What happened
Fire Point's FP-5 Flamingo cruise missile successfully struck the Votkinsk military production facility in Russia at 1,400km range in late February 2026, marking Ukraine's first indigenous weapon strike on a strategically significant Russian defence industrial target. This validates the Flamingo programme after its initial emergence in summer 2025. Fire Point separately demonstrated the FP-7 short-range ballistic missile (200km range, 14m CEP, near-hypersonic at 1,500 m/s) based on modified S-400 interceptor technology, with FP-9 under development (855km range). Ukrainian forces are systematically destroying Russian air defence systems at 100km+ distances, with the 422nd Regiment "Luftwaffe" destroying Buk, S-300, Pantsir, and Tor systems.
Who is involved
Fire Point (manufacturer), Ukrainian military operational units (422nd Regiment confirmed), Ukrainian Ministry of Defence (procurement authority), Russian defence industrial targets (Votkinsk confirmed).
Why it matters for Y7
Fire Point has transitioned from prototype to combat-credible production at strategic scale. The 1,400km strike on Votkinsk — a strategically significant defence industrial facility, not tactical infrastructure — demonstrates system reliability, targeting accuracy, and operational security sufficient for high-value missions.
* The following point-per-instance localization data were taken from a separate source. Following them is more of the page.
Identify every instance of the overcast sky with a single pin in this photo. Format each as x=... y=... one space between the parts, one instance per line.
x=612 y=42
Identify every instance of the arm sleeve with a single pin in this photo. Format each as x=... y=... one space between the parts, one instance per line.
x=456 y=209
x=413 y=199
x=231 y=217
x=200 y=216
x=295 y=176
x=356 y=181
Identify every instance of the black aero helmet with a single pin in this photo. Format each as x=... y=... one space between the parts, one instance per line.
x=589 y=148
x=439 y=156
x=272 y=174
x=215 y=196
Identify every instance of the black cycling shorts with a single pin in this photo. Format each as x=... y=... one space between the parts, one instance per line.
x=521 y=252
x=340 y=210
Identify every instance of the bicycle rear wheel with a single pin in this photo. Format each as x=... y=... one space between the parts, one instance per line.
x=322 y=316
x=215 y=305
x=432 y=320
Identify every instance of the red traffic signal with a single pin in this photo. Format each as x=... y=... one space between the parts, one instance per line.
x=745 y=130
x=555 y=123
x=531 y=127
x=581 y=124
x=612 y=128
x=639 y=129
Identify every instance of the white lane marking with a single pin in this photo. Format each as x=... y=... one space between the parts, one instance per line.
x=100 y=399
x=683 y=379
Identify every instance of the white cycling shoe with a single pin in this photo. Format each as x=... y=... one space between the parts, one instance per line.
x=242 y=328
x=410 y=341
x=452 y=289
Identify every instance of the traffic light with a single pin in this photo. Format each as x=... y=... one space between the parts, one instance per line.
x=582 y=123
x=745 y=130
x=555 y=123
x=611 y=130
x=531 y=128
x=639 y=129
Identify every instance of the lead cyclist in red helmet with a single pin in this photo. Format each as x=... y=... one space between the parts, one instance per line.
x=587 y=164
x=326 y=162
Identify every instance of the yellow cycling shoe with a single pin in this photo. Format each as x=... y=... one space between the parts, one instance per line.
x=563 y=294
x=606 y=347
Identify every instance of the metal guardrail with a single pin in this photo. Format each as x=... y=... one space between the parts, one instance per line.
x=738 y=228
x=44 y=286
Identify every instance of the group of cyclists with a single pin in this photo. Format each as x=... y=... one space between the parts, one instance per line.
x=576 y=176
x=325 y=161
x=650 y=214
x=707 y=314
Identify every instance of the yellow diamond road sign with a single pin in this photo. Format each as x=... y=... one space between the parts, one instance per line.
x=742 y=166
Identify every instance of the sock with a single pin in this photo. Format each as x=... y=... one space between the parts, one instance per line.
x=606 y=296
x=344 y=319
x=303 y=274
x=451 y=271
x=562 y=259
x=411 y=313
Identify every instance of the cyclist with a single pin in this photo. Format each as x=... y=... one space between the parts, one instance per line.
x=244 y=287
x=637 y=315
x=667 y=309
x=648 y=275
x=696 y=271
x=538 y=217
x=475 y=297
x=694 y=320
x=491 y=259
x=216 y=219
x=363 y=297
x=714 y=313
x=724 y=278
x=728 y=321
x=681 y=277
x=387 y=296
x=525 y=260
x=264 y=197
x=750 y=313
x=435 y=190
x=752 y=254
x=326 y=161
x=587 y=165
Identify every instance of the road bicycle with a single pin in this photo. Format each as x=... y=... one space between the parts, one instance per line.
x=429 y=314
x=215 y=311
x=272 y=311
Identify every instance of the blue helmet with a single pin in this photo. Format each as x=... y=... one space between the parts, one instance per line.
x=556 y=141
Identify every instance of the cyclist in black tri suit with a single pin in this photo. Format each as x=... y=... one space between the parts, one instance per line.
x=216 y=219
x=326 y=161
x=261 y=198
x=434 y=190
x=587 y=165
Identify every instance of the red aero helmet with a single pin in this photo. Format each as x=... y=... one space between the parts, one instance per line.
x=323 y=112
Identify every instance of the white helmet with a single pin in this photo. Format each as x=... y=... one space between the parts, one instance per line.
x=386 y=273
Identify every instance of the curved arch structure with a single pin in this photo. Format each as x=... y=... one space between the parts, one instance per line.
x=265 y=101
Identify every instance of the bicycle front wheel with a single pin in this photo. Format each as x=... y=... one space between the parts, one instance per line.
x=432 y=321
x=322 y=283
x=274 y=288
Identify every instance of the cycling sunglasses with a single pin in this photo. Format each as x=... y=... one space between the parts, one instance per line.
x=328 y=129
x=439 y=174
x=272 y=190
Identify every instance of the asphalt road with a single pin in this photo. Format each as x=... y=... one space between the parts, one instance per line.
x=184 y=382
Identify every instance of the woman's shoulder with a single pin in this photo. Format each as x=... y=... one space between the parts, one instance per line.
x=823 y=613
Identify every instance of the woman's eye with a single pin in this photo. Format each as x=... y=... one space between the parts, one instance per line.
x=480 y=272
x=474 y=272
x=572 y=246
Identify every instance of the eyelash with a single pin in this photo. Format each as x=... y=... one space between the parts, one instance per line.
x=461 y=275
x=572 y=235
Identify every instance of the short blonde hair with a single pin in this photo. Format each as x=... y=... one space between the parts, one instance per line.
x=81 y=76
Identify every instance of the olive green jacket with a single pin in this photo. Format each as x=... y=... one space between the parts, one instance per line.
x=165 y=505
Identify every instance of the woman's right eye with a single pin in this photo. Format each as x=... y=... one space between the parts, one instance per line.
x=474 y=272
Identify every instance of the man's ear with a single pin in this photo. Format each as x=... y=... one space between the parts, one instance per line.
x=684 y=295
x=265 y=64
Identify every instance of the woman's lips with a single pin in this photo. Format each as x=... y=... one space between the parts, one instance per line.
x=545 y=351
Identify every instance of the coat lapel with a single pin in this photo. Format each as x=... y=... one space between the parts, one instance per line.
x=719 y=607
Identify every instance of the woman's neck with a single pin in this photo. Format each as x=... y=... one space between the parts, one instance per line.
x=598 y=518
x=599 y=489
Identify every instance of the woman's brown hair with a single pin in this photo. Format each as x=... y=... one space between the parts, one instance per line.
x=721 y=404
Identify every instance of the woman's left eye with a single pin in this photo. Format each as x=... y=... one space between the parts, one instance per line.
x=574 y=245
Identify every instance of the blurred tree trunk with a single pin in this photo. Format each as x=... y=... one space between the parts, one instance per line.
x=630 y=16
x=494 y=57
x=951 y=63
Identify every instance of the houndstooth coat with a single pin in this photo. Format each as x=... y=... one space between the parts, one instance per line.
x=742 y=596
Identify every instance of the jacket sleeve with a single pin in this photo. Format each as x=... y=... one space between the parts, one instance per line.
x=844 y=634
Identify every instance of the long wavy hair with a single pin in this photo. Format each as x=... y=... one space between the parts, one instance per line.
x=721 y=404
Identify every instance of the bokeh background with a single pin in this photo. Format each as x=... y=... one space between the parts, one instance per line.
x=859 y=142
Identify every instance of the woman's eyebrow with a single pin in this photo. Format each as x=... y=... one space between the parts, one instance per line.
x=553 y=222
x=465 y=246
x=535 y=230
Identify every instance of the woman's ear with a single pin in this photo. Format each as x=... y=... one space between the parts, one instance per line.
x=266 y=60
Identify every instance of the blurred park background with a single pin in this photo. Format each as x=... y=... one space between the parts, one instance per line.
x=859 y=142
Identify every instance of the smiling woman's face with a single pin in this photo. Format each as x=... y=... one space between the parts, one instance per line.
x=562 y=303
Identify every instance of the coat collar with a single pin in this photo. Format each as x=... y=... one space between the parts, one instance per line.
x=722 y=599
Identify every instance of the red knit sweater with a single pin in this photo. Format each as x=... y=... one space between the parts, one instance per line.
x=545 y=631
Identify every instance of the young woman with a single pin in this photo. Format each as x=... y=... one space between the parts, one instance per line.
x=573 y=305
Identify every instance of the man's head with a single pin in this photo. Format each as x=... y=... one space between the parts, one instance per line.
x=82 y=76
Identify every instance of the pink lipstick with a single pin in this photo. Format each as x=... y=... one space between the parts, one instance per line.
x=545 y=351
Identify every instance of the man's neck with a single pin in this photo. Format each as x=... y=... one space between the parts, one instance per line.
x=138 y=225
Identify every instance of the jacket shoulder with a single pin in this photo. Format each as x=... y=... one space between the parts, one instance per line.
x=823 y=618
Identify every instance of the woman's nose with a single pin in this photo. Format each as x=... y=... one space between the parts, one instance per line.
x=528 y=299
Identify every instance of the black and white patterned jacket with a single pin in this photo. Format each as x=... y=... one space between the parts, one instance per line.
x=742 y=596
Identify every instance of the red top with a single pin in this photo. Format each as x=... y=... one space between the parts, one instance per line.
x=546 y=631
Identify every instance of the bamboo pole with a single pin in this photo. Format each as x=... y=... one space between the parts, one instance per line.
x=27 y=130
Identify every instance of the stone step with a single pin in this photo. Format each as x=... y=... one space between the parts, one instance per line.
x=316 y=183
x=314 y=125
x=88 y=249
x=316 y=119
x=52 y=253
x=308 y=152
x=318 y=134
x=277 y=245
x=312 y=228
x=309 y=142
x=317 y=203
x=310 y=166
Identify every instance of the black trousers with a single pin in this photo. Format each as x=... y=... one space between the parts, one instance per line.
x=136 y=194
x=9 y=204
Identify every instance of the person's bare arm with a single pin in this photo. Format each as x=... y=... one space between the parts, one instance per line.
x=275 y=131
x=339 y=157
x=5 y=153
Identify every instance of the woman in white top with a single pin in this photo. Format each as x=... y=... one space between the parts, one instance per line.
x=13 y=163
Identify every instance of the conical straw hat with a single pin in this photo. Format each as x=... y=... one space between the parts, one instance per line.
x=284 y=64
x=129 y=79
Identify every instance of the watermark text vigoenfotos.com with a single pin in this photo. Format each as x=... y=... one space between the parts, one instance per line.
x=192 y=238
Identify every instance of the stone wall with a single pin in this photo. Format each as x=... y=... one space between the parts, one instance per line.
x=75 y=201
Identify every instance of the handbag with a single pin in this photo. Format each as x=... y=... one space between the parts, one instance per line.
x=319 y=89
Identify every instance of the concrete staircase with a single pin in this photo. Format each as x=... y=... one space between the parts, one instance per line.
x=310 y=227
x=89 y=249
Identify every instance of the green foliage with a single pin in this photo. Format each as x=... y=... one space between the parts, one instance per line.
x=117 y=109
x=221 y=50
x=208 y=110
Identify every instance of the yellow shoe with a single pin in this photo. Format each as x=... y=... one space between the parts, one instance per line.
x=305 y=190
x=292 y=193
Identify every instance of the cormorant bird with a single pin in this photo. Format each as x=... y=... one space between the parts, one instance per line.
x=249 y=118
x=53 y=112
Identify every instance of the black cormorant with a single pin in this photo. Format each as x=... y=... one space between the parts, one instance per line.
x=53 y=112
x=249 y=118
This is the validation milestone that separates development-stage startups from production-ready defence companies. Fire Point now possesses a product portfolio spanning tactical (FP-7, 200km) to strategic (FP-5, 1,400km; FP-9, 855km under development) ranges with demonstrated battlefield effects. If Fire Point is not already funded at Series A/B, the entry window is closing rapidly as both Ukrainian government procurement and international interest will accelerate.